There’s a reason we read and watch TV and play video games and that’s to experience things that aren’t necessarily a part of our everyday life.
When we say that we ONLY did certain things like play video games or ONLY read a book then it begins to desensitize the experience and enjoyment of those things.
We are creators and producers by nature and so when we do things that don’t produce anything but enjoyment or is attached to entertainment, something inside us thinks that this is inherently wrong.
Last night, I was wasn’t feeling well and I spent most of the night awake trying to take pills, not be uncomfortable or scream in frustration. So I woke up at 2 p.m. and to anyone else looking in from the outside they might just see me waking up at 2 o’clock because most likely if we were to have a conversation I would simply say that I wasn’t feeling well or that I woke up at 2 and I’d laugh. As if that was all that went on we take away so many of the details that were left with …less.

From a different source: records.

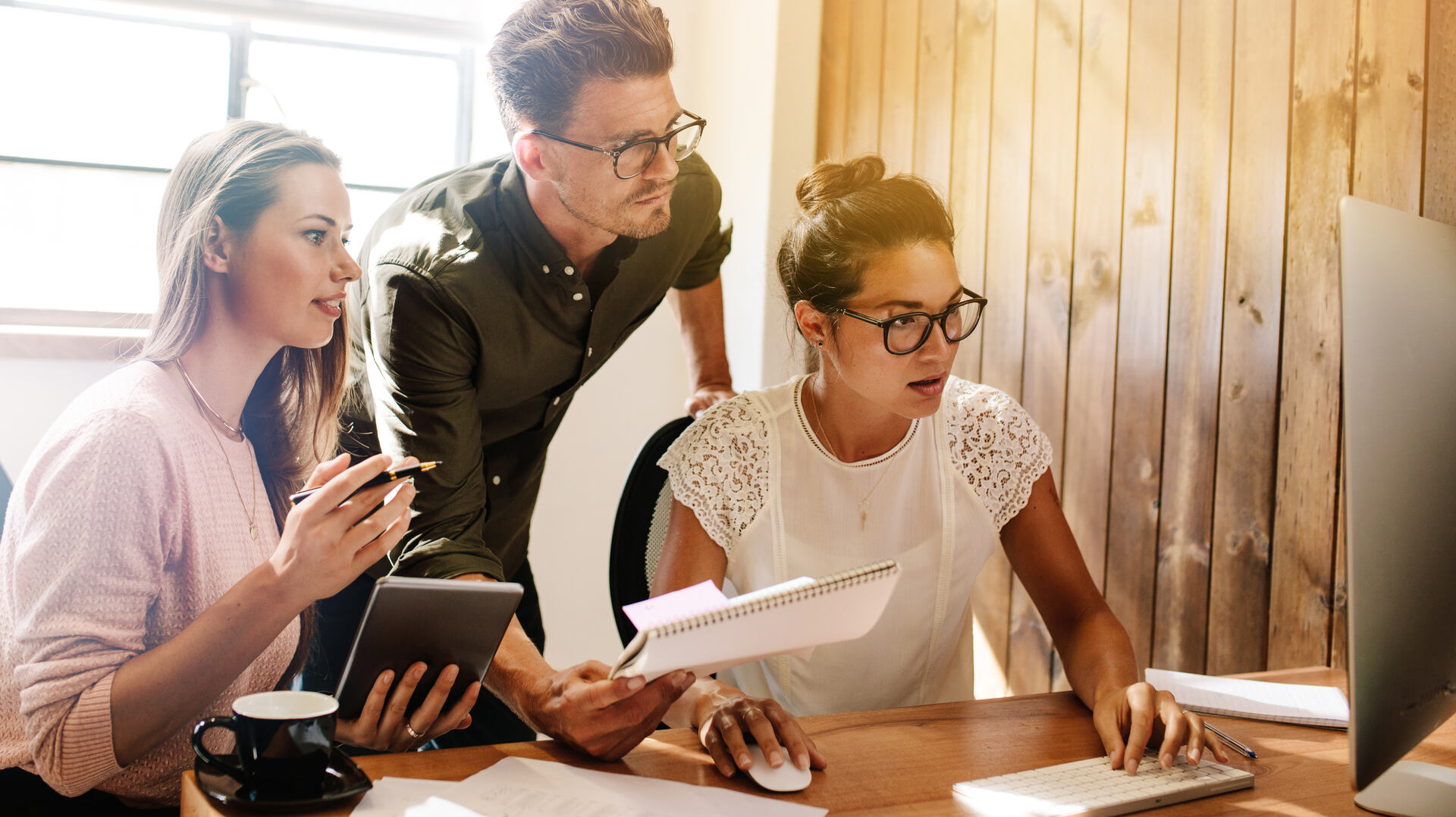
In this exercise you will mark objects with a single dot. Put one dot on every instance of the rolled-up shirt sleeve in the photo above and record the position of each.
(80, 599)
(707, 262)
(422, 369)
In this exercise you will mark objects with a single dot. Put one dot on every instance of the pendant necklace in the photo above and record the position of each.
(253, 472)
(864, 501)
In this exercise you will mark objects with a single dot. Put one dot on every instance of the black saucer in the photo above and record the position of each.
(343, 781)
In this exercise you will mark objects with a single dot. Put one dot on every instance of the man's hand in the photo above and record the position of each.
(604, 718)
(708, 396)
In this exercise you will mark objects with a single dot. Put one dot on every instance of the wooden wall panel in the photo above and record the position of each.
(935, 93)
(1321, 134)
(1194, 322)
(970, 156)
(897, 86)
(1003, 325)
(1253, 297)
(1142, 322)
(833, 108)
(1095, 277)
(1147, 193)
(1439, 194)
(865, 58)
(1391, 102)
(1049, 284)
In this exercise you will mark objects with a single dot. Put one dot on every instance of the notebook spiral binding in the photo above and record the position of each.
(833, 581)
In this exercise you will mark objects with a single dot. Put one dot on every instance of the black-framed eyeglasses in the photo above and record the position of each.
(635, 158)
(908, 333)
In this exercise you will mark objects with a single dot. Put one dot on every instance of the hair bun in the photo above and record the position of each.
(829, 181)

Yesterday, I was able to enjoy a movie called Dear Zindagi a Bollywood with Shahrukh Khan. I will talk all about it because it was very personal for me but one of the things that was brought up is that we are told not to cry we are told not to be angry or hate and then somewhere in there when we go to love we have no idea how to do that. Because emotions are emotions and it doesn’t matter if they’re negative or positive if you stop one or half of them then how do you relate to the other half.
I bring this up because …for many reasons.

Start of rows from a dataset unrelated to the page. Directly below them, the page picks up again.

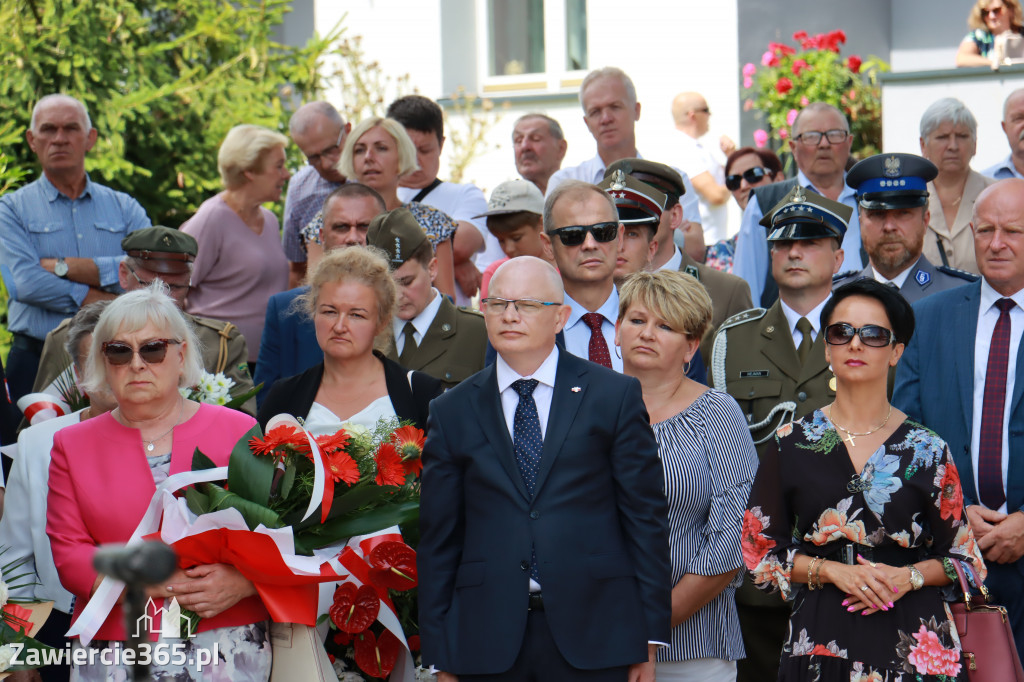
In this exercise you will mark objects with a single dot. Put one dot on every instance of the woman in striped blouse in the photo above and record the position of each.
(709, 461)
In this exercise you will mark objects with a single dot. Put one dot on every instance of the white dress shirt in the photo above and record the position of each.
(421, 322)
(988, 314)
(578, 334)
(814, 316)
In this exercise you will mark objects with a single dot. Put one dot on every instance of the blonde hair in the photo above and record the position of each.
(130, 312)
(675, 297)
(976, 20)
(244, 150)
(367, 265)
(407, 150)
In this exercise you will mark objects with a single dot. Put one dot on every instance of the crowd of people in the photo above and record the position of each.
(651, 449)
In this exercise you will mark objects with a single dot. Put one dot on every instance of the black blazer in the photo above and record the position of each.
(295, 395)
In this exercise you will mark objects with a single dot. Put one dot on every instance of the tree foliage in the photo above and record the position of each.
(164, 80)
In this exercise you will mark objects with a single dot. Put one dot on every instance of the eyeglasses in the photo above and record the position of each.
(813, 137)
(577, 235)
(152, 352)
(523, 306)
(331, 152)
(870, 335)
(173, 288)
(752, 175)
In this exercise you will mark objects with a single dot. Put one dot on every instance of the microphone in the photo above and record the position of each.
(146, 563)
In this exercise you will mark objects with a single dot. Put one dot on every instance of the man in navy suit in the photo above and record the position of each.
(963, 376)
(289, 343)
(544, 551)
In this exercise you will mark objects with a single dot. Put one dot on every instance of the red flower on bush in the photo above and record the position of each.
(392, 564)
(354, 608)
(390, 470)
(377, 655)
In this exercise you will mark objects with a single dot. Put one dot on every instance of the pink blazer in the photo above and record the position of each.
(100, 485)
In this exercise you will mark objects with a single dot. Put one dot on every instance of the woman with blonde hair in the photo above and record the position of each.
(241, 262)
(709, 461)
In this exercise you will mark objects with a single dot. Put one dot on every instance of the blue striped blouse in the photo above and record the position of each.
(710, 463)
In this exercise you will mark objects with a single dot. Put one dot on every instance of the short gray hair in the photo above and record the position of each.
(81, 326)
(243, 150)
(130, 312)
(578, 188)
(554, 127)
(608, 72)
(947, 110)
(58, 97)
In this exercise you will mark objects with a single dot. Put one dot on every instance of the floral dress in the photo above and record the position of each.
(807, 498)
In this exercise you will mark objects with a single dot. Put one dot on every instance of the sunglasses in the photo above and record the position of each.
(870, 335)
(577, 235)
(152, 352)
(752, 175)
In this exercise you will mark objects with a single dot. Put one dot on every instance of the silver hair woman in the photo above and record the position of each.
(104, 471)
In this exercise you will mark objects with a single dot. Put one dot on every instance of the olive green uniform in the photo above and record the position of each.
(223, 350)
(454, 348)
(755, 360)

I like video games and I like them because of what I can do with them that I can’t do here. I can’t go to a different galaxy we just don’t have those tools right now. I can’t fly around in a spaceship i dont have enough money for that. I Read Manga for its impossibilities and romance for the sheer amount of possibilities. I watch Bollywood because they are so often sweet and innocent. I watch Korean dramas because they’re often fun and playful.
The point is there are tons of paths that I can’t commit my entire life to, but I want to enjoy.
…and disregarding them seems as bad as disregarding whatevery else is special to me.
My conclusion? I think I need to start making things that are important to me…special and not let others define it negatively or neutrally.